If selenography is an eponym, are gods people?
is Santa Claus (aka Kris Kringle, father chrismas,etc) a person?
is a person only someone that we have proof once lived and died?(so do Adam and Eve (or other mythical/traditional 'first people") lose personhood?
We might not believe in Zeus, or Jupitor, or Jove or Mars, but at one point people did. they considered their gods real.
Now, if we discussed religion, we could discus did they consider their gods "people" (but we don't discuss religion, not even ancient ones) but, for the purposes of language, i think we can accept ancient gods as people!
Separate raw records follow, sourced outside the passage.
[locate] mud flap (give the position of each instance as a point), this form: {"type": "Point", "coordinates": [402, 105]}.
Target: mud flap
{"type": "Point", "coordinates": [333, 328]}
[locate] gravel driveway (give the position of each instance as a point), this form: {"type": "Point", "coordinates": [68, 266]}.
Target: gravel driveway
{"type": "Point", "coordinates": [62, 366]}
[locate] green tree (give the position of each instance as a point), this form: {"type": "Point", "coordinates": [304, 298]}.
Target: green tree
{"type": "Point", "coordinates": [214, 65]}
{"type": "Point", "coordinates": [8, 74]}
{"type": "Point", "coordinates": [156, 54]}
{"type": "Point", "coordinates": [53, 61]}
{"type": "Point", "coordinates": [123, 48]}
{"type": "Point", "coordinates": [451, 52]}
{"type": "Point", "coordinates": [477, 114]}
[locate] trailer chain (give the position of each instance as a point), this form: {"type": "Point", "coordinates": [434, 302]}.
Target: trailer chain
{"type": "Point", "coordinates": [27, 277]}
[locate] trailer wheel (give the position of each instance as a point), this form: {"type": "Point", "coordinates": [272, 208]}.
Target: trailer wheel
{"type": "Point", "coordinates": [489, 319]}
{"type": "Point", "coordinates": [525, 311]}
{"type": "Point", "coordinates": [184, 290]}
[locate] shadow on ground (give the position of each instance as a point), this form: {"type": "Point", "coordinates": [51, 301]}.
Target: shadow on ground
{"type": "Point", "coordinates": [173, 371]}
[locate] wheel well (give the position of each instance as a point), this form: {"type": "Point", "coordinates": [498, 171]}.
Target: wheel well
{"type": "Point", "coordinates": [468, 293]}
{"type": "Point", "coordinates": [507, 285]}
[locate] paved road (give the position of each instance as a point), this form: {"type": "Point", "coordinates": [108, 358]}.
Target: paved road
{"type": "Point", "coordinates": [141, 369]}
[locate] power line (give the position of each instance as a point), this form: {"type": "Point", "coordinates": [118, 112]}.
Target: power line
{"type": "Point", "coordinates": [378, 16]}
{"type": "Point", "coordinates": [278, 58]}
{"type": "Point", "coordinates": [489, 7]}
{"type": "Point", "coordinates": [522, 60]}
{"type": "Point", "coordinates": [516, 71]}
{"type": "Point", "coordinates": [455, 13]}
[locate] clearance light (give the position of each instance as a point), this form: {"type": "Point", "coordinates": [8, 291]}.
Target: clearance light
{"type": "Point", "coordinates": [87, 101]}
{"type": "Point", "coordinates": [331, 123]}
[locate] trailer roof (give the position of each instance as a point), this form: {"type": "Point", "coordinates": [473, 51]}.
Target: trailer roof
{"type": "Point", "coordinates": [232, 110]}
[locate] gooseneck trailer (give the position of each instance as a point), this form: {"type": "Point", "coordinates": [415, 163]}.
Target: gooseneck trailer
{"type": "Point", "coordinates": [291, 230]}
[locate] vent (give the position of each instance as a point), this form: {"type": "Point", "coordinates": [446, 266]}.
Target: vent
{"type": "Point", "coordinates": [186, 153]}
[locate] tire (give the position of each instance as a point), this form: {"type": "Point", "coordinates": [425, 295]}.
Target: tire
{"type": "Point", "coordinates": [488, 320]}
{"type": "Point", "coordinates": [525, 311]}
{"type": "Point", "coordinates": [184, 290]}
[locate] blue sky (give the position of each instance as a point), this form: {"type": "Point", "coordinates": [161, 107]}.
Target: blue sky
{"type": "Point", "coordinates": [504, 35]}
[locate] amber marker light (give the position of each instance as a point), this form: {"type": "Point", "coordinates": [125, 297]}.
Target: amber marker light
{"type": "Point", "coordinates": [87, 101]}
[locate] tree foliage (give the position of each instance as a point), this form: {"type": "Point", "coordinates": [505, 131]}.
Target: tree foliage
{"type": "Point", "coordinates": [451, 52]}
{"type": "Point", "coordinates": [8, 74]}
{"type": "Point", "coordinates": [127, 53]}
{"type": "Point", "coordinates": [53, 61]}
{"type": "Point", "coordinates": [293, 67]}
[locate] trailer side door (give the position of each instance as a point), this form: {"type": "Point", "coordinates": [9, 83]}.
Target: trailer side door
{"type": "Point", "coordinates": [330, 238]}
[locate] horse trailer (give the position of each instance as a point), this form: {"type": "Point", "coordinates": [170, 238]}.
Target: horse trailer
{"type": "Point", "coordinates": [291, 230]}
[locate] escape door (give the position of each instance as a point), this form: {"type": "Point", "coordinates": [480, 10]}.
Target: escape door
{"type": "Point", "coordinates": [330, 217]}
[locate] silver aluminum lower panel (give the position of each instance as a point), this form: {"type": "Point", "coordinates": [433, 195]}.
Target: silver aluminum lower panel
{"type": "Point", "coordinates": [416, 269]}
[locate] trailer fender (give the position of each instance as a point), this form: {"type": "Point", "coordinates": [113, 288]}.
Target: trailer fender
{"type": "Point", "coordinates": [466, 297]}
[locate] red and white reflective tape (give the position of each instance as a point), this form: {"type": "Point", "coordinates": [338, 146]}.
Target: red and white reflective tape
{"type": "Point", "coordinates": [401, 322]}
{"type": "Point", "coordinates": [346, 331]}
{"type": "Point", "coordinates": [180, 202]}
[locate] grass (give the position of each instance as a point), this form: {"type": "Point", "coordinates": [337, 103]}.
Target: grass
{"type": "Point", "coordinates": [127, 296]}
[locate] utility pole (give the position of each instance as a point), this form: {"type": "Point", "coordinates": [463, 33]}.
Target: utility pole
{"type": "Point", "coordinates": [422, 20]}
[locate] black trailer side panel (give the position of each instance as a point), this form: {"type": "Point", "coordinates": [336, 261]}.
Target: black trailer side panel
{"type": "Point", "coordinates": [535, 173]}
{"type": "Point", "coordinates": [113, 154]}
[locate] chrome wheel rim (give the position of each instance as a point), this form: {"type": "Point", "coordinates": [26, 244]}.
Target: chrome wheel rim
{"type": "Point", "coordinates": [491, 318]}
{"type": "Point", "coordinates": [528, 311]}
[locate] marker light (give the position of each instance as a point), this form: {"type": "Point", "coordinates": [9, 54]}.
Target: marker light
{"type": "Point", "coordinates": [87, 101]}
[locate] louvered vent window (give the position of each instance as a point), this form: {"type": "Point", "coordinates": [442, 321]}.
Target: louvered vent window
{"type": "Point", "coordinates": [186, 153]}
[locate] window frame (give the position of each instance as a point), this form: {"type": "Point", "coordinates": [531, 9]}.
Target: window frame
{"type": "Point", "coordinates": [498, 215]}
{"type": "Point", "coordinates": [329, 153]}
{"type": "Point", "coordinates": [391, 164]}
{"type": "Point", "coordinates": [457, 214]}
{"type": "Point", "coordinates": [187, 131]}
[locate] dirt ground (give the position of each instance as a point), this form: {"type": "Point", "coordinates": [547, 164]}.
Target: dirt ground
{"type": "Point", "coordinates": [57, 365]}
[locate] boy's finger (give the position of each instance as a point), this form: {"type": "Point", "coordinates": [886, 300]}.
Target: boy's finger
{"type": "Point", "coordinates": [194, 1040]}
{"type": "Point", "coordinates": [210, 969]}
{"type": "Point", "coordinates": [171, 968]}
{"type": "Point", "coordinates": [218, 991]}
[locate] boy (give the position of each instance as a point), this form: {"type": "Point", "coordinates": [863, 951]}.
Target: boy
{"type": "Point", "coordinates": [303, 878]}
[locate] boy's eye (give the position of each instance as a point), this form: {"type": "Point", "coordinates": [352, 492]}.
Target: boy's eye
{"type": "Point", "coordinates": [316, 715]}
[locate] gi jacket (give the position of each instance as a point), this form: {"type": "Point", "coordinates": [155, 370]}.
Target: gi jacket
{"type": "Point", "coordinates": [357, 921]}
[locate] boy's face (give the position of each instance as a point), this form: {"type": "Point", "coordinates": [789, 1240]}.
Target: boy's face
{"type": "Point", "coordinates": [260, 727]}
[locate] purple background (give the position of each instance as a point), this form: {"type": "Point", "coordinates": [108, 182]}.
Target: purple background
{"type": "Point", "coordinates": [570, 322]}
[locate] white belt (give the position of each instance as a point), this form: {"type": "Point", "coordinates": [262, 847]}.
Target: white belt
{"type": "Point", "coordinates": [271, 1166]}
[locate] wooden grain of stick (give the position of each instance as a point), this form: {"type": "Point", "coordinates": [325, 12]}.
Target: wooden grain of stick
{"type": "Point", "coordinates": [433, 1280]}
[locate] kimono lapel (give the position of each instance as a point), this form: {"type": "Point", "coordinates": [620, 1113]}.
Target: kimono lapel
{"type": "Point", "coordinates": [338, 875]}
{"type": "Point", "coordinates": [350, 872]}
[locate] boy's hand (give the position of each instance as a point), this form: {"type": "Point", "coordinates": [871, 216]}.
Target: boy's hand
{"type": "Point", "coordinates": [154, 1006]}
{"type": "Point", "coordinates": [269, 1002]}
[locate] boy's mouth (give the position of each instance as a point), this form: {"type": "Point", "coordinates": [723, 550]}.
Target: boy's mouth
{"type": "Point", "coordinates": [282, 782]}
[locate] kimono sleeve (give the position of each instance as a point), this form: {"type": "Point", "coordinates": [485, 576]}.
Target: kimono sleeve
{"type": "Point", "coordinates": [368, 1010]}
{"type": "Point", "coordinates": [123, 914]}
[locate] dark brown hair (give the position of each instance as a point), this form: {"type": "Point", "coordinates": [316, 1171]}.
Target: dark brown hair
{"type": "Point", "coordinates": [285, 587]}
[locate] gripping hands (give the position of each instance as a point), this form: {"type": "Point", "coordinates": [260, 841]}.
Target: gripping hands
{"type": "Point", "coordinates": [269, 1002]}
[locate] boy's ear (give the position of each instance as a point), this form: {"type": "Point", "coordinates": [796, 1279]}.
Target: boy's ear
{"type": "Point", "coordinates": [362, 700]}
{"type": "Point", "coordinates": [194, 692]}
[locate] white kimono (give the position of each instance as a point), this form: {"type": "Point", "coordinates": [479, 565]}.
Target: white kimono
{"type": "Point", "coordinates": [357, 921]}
Many eponyms are based on characters of fiction. Why should characters of myth or religion be excluded from being 'people'?
tempus edax rerum
Perhaps the dictionary is wrong. After all, it never talks with anyone! It's just a list of words, and it doesn't know how to use them, just define them. Hence: Perhaps an eponym is a word derived from the name of a . . . Personality, rather than a person. Since there is obviously room for disagreement over what a person is (factual or fiction, veracious or mythic), then with "Personality", why that takes us a step away, and possibly "above" mere persons, to an ultimate (or more ultimate, possibly even most ultimate) Source, at which there ought be no quibbling over actuality or potentiality, just - absolute - Personality.